The Jazz are actively exploring opportunities for trading away one of their three first-round selections in next month's NBA Draft.
If they did so, player personnel director Walt Perrin suggested Monday, it probably would be so they could pick sooner in the draft's opening round.
"That's one of the options," Perrin said.
There are several other options for the Jazz, who will go into the summer's free-agency market well under the NBA's team payroll salary cap and probably won't have roster room for three rookies next season.
"We have probably more flexibility to do things than any team in the league. We can do a lot of different things," Perrin said. "That's why Kevin (O'Connor, the Jazz's basketball operations senior vice president) and I are in an ongoing process of talking to teams to see if there is a possibility of moving up."
If they do not move into one of the draft's top three spots by striking gold in next week's NBA Draft Lottery, the Jazz will own the Nos. 14, 16 and 21 picks in the June 24 draft.

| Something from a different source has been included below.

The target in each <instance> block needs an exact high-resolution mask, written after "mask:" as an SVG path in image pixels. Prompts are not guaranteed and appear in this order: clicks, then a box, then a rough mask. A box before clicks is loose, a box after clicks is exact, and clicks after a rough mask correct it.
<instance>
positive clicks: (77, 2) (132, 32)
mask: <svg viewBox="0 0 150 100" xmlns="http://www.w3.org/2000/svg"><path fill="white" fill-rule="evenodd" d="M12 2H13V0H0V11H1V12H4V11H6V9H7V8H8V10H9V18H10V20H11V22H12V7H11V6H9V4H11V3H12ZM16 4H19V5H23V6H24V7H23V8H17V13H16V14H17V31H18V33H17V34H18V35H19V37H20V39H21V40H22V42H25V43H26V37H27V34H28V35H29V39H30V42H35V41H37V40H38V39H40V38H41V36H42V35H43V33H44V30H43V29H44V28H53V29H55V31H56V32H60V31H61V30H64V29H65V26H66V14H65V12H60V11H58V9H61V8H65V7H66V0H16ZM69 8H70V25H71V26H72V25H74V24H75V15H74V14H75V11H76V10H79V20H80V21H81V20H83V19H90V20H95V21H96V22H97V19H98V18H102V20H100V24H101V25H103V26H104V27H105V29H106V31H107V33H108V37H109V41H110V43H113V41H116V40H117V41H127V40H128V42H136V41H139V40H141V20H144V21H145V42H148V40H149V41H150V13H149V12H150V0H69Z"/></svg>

Besides bundling two picks and moving up, there are other ways the Jazz can either dispose of or defer one first-rounder.
Packing it in a player swap is possible. So is trading for another team's future first-rounder. And there is always the chance Utah will choose a foreign player who does not immediately join the team, much like when Russian Andrei Kirilenko was one of its three 1999 first-round choices.
Chances the Jazz will move up in the first round, owner Larry H. Miller told KUTV-Ch. 2 late Sunday night, are greater than 50 percent.
Any deal, Perrin suggested, would not happen until well after the May 26 lottery.
"Normally," Perrin said, "those types of trades are done the day before, or the day of, the draft because you want to listen to everybody.
"We are talking to teams now," he added, "but you don't really know what you
can do until the draft lottery is over with."
JOHNSON, TORONTO TALK: The Raptors have contacted Phil Johnson to gauge the longtime Jazz assistant coach's interest in Toronto's vacant head coaching position.
Johnson, an ex-NBA Coach of the Year and a finalist for Denver's head coaching vacancy last summer, has interest: "I felt like I should pursue it," he said, "since it is a head coaching job."